Seminiferous tubule diameter morphometry in rats of the SC (Sham Control), A (Amifostine), D (Doxorubicin) and AD (Amifostine/Doxorubicin) groups at the 3 ages studied. Seminiferous tubule diameter (4A) and the growth rates (4B) observed in the different groups. 4C: Box plots illustrating the median of the seminiferous epithelium height. The median for each dataset is indicated by the line in the boxes which in themselves contain 50% of the data. The upper and lower hinges of the boxes indicate the 25-75 percentiles.
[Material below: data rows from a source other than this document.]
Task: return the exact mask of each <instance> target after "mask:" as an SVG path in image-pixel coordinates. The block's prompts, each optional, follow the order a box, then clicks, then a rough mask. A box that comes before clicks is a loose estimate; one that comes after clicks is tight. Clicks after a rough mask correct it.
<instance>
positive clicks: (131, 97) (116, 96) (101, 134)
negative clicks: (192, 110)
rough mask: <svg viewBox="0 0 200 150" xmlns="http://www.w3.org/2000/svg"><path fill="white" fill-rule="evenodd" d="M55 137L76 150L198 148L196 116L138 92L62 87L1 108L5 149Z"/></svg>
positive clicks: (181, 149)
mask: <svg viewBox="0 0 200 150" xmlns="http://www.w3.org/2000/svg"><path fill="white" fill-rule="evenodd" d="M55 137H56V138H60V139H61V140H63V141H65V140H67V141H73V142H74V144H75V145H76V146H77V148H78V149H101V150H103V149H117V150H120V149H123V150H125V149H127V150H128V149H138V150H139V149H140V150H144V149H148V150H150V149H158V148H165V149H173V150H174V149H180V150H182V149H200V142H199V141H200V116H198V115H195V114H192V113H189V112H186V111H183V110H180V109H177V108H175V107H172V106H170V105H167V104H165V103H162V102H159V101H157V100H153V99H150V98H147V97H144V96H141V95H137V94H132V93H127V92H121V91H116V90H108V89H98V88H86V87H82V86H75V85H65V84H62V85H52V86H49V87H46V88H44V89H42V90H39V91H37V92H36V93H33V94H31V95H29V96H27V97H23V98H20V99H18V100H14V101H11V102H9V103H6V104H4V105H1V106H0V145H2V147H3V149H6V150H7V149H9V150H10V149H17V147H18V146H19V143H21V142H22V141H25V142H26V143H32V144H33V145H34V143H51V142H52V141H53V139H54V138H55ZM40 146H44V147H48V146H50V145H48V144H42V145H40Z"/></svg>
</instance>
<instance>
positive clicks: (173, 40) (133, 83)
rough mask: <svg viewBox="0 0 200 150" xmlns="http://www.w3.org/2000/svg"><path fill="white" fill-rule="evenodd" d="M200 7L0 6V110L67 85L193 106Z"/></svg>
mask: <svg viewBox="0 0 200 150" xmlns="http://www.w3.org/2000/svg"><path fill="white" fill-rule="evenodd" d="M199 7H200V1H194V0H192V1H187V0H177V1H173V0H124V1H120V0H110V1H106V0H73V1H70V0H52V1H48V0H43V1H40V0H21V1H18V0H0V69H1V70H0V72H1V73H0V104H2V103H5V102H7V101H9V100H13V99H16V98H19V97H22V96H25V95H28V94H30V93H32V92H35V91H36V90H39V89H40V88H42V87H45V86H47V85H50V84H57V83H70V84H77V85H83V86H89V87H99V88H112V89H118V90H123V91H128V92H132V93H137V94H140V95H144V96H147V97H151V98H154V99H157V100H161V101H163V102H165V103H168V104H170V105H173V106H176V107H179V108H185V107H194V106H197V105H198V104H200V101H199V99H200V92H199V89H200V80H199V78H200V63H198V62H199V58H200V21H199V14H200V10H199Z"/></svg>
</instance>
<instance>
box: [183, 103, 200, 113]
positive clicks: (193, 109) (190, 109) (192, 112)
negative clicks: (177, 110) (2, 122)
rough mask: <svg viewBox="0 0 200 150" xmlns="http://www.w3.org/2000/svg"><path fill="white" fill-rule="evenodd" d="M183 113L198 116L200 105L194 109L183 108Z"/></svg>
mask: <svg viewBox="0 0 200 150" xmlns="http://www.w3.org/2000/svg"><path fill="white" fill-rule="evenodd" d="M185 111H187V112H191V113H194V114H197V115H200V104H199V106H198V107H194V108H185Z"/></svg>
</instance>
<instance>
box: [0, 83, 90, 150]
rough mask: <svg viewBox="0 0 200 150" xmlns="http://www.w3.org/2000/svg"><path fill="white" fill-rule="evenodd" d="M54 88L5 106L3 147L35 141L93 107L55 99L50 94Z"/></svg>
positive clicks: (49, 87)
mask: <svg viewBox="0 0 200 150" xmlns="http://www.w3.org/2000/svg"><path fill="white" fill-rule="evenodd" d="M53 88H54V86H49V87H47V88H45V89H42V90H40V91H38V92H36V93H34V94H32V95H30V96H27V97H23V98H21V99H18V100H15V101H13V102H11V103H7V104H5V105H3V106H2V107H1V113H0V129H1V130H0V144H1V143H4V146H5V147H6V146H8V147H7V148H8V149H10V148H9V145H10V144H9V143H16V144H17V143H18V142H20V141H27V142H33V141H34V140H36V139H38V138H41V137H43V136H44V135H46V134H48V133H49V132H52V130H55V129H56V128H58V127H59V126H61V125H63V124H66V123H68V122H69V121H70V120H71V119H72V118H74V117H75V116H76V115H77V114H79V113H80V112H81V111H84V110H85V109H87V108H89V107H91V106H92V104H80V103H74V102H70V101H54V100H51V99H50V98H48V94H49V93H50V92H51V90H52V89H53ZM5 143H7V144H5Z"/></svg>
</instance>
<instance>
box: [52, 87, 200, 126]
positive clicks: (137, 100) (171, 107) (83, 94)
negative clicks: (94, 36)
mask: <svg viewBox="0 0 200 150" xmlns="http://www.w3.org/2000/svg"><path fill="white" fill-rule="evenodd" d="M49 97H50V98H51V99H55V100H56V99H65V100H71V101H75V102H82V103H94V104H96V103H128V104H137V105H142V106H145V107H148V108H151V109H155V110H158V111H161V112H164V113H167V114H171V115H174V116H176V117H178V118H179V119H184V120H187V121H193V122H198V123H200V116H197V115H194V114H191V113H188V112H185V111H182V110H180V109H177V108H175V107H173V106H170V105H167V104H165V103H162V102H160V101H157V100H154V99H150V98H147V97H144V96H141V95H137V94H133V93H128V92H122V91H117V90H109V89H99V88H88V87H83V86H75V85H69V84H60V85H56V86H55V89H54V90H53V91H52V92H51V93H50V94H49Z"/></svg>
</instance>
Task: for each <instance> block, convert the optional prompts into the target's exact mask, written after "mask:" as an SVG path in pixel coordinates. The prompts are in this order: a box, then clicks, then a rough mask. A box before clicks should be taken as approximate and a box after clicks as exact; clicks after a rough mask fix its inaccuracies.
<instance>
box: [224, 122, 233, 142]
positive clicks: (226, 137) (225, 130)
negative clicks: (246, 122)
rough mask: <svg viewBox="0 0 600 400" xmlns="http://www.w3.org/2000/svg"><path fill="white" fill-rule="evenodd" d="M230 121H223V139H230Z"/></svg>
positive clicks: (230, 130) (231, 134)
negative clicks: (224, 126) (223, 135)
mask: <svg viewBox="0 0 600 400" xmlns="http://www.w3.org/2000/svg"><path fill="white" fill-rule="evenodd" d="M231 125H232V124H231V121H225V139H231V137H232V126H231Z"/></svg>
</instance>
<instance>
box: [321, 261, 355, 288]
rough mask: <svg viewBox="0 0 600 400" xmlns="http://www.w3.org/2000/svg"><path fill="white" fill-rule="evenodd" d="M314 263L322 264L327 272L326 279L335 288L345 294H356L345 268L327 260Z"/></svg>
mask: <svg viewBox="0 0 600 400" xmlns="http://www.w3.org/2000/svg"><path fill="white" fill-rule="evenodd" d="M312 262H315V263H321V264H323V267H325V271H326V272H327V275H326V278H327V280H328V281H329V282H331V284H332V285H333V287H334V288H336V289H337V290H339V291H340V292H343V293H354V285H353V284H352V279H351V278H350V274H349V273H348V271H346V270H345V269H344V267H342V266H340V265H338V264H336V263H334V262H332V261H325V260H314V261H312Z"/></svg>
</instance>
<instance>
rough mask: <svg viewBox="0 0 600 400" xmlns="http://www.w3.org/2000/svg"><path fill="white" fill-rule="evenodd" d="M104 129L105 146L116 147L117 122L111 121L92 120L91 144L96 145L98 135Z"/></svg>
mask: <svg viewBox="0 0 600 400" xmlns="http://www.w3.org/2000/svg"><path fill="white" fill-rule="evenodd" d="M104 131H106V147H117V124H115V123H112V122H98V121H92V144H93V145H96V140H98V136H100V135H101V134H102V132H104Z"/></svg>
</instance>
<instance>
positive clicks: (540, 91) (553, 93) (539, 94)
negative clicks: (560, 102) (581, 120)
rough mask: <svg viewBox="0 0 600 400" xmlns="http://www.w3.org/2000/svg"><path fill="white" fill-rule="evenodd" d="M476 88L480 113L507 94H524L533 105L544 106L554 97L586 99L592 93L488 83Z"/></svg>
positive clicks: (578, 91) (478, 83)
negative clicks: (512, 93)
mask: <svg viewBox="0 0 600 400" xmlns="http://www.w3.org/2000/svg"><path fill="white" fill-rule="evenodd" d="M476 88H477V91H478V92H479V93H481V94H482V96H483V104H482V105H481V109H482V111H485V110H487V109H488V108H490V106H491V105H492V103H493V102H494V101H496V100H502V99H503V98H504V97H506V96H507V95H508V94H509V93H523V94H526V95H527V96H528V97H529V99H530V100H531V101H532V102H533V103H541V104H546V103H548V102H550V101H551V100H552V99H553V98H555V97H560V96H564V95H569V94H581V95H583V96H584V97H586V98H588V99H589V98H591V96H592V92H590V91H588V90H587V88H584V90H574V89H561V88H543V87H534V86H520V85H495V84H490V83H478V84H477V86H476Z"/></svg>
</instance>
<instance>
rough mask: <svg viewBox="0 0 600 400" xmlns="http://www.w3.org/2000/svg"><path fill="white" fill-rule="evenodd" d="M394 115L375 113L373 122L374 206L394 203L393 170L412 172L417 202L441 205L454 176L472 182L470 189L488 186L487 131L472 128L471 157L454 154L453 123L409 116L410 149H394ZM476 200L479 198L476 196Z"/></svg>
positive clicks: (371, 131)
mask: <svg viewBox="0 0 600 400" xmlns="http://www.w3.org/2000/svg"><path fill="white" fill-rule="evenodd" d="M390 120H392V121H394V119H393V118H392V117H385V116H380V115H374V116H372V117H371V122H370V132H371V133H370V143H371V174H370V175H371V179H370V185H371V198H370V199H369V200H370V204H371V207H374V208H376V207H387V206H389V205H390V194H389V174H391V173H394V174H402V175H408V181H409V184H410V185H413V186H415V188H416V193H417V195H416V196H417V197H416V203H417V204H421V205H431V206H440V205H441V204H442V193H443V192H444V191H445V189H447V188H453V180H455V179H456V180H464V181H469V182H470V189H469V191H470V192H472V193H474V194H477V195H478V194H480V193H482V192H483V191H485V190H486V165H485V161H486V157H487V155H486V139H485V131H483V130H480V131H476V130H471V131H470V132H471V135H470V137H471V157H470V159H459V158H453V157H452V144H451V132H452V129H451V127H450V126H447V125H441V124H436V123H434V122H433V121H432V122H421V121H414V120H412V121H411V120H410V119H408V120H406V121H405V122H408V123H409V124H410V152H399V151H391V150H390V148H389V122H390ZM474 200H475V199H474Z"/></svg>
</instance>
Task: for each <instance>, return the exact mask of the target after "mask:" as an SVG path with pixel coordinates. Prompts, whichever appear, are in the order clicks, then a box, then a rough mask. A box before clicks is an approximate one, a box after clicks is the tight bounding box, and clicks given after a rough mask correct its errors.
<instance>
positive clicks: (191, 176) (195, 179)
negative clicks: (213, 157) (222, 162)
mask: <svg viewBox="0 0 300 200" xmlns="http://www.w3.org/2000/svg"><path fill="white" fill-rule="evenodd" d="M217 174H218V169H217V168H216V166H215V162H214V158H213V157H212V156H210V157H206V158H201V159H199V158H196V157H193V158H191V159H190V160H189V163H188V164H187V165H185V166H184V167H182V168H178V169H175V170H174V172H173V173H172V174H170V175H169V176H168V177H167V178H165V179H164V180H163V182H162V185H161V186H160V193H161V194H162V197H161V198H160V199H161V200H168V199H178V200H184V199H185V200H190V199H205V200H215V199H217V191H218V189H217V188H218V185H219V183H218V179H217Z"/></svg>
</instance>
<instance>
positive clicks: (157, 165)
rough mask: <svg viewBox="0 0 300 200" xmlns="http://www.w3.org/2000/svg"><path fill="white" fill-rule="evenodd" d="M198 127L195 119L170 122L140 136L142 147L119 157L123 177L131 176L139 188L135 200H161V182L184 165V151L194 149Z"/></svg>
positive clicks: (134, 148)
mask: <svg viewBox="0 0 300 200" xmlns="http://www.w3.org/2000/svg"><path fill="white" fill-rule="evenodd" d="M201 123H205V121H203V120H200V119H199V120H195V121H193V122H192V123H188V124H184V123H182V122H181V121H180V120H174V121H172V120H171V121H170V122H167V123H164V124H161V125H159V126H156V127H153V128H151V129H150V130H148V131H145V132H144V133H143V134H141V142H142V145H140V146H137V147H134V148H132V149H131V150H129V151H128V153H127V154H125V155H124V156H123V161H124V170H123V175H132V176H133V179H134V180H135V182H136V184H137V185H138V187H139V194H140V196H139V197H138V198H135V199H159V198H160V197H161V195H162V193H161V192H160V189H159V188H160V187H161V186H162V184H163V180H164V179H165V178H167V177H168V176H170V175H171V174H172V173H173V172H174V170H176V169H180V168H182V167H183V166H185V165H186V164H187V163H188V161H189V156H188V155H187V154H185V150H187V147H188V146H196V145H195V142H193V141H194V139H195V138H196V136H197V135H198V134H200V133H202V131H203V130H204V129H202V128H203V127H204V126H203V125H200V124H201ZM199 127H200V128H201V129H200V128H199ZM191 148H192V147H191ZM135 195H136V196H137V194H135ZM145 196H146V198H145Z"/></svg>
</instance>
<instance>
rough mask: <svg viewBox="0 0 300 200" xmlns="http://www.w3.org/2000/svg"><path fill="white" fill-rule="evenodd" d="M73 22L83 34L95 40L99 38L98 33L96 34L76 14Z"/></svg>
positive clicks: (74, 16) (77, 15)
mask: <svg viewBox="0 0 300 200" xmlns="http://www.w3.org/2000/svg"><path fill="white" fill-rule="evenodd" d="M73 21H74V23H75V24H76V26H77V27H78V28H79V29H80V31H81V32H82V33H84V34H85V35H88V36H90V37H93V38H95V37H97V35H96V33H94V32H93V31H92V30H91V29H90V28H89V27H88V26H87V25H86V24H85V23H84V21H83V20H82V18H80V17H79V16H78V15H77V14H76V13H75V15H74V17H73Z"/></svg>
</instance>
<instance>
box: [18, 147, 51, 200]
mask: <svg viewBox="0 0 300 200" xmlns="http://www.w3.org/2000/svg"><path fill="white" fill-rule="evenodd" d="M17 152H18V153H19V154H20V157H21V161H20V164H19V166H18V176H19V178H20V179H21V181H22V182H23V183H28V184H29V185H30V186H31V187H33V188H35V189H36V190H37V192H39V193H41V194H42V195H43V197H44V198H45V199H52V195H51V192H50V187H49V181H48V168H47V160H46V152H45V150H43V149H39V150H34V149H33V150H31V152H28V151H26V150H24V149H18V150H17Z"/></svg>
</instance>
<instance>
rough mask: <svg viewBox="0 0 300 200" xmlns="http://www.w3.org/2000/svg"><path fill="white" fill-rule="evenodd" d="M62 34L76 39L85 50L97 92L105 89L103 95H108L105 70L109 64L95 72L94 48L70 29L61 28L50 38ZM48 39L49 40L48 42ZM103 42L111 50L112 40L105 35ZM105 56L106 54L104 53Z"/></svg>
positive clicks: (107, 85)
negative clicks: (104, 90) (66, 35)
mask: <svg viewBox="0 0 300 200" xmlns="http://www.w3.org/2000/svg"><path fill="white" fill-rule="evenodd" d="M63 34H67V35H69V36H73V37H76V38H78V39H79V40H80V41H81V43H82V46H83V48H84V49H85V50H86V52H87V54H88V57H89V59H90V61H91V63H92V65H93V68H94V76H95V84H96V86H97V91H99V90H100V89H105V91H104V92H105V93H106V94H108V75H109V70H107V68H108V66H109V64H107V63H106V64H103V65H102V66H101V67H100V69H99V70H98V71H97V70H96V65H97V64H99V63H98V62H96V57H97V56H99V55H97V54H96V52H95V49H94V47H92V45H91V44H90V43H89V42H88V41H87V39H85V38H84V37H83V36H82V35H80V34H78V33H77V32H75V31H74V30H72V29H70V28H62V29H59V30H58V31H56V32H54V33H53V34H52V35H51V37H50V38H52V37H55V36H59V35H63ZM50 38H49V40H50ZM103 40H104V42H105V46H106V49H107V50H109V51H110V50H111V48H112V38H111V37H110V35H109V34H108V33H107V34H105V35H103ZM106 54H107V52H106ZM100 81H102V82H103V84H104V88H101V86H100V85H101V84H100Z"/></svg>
Values within 1.5 times the interquartil range are indicated by the lines. Mean values +/- standard deviation; P < 0.05 (a, b, c, d, e, f). Labels - 4A: a = A and AD < SC and D; b = D < SC, A and AD; c = A and AD > D; d = A > AD; e = D > AD;f = AD < SC, A and D. 4C: a = A and AD > D; b = D < SC, A and AD; c = A > D and AD; d = D < SC, A and AD; e = AD < SC and A.

Figure 5

Graphics illustrating the sperm parameters and the fertility index of 90-day-old rats, obtained from the SC (Sham Control), A (Amifostine), D (Doxorubicin) and AD (Amifostine/Doxorubicin) groups. 5A: Box plots showing the median for sperm concentration in each group indicated by the line in the boxes which in themselves contain 50% of the data. The upper and lower hinges of the boxes indicate the 25-75 percentiles. Values within 1.5 times the interquartil range are indicated by the lines. 5B: Percentage of sperm that displayed any type of movement and normal morphology; 5C: Fertility index. Mean values +/- standard deviation; P < 0.05 (a and b). Labels - 5A: a = D < SC, A and AD; b = AD < SC and A. 5B: a = D < SC, A and AD; b = AD < SC and A. 5C: a = D < SC and A; b = AD < SC, A and D.